ISSUE 19. Should There Be Payment for Body Parts?
YES: Michael B. Gill and Robert M. Sade, from “Paying for Kidneys: The Case Against Prohibition,” Kennedy Institute of Ethics Journal (March 2002)
NO: David J. Rothman, from “The International Organ Traffic,” The New York Review of Books (March 26, 1998)
Philosopher Michael B. Gill and surgeon Robert M. Sade contend that the current ban on paying for kidneys ought to be overturned because there is no significant moral difference between the allowable policy of paying for blood and tissues and paying for kidneys and because the arguments that payment is intrinsically wrong or exploitive are flawed. Historian David J. Rothman asserts that trafficking in organs for transplantation is motivated by greed and subverts the ethical principles of the medical profession.
ISSUE 20. Should Doctors-in-Training Be Unionized?
YES: Andrew C. Yacht, from “Collective Bargaining Is the Right Step,” The New England Journal of Medicine (February 10, 2000)
NO: Jordan J. Cohen, from “White Coats Should Not Have Union Labels,” The New England Journal of Medicine (February 10, 2000)
Physician Andrew C. Yacht argues that doctors-in-training, like other workers, should have the right to organize and to bargain collectively for better working conditions in hospitals so that they can provide enhanced care for their patients.
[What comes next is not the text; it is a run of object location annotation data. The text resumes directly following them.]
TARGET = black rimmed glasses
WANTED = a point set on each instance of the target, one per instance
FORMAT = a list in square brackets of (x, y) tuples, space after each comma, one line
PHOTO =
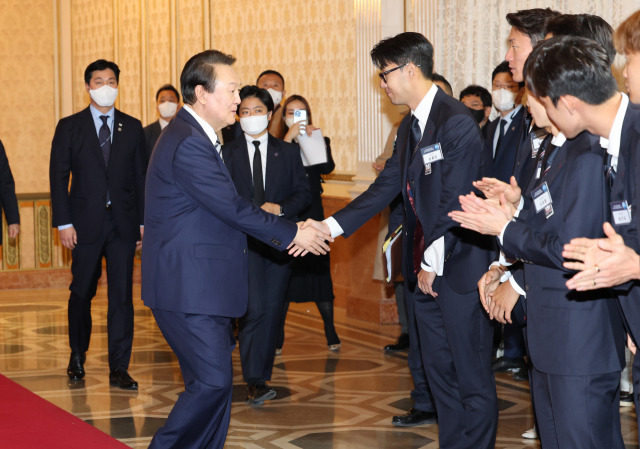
[(384, 74)]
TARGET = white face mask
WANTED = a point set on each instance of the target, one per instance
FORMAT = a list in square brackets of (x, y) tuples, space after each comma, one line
[(104, 96), (503, 99), (275, 96), (254, 124), (167, 109), (288, 121)]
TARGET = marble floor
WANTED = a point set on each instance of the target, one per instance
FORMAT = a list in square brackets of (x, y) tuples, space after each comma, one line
[(325, 400)]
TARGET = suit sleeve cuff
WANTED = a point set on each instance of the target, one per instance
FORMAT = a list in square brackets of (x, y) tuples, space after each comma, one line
[(433, 259), (334, 227)]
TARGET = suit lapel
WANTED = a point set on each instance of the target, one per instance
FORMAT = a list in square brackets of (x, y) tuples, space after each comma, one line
[(90, 129), (273, 166)]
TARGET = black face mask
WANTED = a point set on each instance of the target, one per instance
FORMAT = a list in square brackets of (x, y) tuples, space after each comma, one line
[(478, 114)]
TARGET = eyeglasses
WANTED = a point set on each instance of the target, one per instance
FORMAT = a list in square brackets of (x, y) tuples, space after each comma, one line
[(383, 75)]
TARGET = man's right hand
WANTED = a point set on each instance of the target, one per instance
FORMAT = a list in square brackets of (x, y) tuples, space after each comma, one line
[(488, 284), (311, 237), (504, 300), (69, 238)]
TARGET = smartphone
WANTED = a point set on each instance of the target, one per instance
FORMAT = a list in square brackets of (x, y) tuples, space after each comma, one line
[(300, 115)]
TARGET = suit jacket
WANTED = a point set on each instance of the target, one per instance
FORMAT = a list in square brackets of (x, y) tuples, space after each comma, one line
[(76, 153), (467, 254), (285, 180), (151, 134), (625, 189), (568, 332), (506, 156), (8, 199), (194, 257)]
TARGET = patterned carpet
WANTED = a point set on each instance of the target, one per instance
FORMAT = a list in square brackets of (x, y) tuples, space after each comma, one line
[(325, 400)]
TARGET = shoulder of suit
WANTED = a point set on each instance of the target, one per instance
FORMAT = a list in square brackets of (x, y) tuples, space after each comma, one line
[(151, 126), (122, 117)]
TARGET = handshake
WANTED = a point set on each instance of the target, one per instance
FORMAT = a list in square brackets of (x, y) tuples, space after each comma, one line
[(312, 237)]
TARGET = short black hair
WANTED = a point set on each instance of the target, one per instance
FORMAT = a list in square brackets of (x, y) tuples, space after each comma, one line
[(261, 94), (584, 25), (101, 64), (199, 71), (478, 91), (168, 87), (532, 22), (439, 78), (402, 49), (503, 67), (570, 65), (271, 72)]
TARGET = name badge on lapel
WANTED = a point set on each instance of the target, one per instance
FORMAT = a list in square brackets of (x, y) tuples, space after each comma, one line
[(542, 200), (536, 140), (432, 153), (621, 212)]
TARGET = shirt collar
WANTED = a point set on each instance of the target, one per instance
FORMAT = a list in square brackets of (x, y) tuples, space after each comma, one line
[(424, 107), (208, 129), (612, 144), (96, 114)]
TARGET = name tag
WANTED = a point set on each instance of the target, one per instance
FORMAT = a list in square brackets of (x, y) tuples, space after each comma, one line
[(542, 198), (621, 212), (432, 153), (536, 140)]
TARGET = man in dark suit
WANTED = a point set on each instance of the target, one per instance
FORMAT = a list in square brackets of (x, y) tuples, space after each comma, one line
[(269, 173), (167, 105), (102, 150), (437, 156), (575, 340), (195, 261), (8, 200)]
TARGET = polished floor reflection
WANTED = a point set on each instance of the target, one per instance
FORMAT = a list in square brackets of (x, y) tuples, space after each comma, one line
[(325, 400)]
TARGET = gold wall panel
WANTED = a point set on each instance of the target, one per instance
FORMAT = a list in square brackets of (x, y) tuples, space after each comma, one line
[(92, 35), (312, 43), (26, 73)]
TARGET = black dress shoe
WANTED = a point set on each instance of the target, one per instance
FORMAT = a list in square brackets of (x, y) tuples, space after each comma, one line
[(120, 378), (400, 345), (626, 399), (521, 374), (259, 392), (502, 365), (75, 370), (414, 417)]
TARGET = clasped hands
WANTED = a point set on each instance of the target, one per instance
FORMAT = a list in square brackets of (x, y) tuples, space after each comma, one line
[(312, 237)]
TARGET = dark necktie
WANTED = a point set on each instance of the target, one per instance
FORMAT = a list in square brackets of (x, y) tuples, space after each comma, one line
[(104, 137), (503, 123), (258, 185), (419, 246), (415, 135), (609, 172)]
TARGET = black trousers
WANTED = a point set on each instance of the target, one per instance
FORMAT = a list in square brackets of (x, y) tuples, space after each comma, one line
[(258, 329), (86, 269)]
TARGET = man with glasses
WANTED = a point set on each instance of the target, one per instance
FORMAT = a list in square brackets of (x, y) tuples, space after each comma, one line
[(437, 156)]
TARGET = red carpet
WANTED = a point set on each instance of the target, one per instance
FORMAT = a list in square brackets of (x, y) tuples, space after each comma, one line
[(29, 422)]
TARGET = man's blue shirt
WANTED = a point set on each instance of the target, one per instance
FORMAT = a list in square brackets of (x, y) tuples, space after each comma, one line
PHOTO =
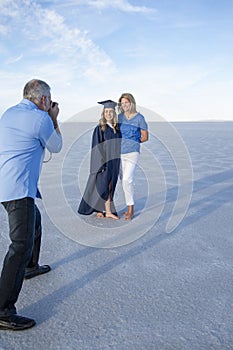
[(131, 132), (25, 132)]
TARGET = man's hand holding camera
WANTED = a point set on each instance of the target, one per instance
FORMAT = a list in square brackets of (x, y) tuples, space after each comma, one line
[(53, 112)]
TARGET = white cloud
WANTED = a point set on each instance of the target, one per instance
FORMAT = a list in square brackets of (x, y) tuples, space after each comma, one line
[(122, 5), (46, 34), (11, 60)]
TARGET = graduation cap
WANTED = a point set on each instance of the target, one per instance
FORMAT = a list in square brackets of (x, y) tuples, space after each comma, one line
[(108, 104)]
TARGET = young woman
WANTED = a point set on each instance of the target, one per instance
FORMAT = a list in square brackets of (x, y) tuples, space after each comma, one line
[(134, 130), (104, 167)]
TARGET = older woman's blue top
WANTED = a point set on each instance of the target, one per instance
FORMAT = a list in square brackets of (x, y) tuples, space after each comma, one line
[(131, 132)]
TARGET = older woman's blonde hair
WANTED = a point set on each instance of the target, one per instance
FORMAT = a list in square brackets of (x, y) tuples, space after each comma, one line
[(131, 99), (103, 121)]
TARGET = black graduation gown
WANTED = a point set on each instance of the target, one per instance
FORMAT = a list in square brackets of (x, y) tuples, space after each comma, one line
[(104, 170)]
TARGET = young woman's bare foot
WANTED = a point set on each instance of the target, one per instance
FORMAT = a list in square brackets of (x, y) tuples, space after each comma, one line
[(128, 216), (111, 216), (129, 213)]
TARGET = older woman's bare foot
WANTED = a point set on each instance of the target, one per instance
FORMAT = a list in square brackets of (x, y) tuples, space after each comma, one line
[(111, 216), (129, 213)]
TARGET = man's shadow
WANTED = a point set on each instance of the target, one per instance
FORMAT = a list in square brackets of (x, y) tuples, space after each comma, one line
[(201, 205)]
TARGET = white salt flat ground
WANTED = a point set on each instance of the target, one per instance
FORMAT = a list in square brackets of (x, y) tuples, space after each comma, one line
[(165, 291)]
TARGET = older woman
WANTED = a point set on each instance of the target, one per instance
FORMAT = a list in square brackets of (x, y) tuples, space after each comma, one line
[(134, 130)]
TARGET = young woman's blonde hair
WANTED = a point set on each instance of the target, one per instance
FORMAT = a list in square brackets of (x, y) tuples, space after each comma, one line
[(103, 122), (131, 99)]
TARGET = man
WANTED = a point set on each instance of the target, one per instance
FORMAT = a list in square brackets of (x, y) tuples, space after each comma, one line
[(25, 131)]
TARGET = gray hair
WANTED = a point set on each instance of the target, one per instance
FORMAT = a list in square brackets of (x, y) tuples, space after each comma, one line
[(35, 89)]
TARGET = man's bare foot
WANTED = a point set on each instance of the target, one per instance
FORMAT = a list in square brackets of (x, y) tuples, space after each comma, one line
[(111, 216)]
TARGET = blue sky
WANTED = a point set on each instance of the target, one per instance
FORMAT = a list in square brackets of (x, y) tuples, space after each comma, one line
[(174, 56)]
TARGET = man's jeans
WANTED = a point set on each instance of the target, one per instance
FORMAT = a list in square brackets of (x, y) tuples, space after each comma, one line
[(24, 217)]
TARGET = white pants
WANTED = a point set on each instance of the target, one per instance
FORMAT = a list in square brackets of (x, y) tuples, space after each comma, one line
[(127, 171)]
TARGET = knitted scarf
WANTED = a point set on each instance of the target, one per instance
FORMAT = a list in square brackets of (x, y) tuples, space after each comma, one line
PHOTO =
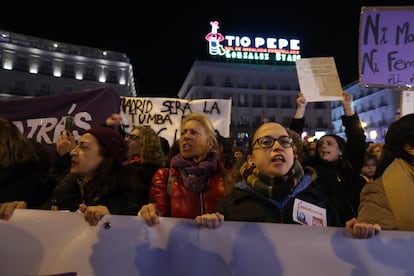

Physician and medical educator Jordan J. Cohen asserts that doctors-in-training are primarily students, not employees, and that union activities would negatively affect the educational experience.
ISSUE 21. Should Public Health Be Given Sweeping Powers Over Individual Liberty in a Bioterrorist Threat?
YES: Lawrence O. Gostin, from “Law and Ethics in a Public Health Emergency,” Hastings Center Report (March–April 2002)
NO: George J. Annas, from “Bioterrorism, Public Health, and Human Rights,” Health Affairs (November/December 2002)
Law and public health professor Lawrence O. Gostin states that the threat of bioterrorism makes it imperative to reframe the balance between individual interests and society’s need to protect itself so that the common good prevails. Law professor George J. Annas contends that taking human rights seriously is our best defense against terrorism and fosters public health on both a federal and global scale.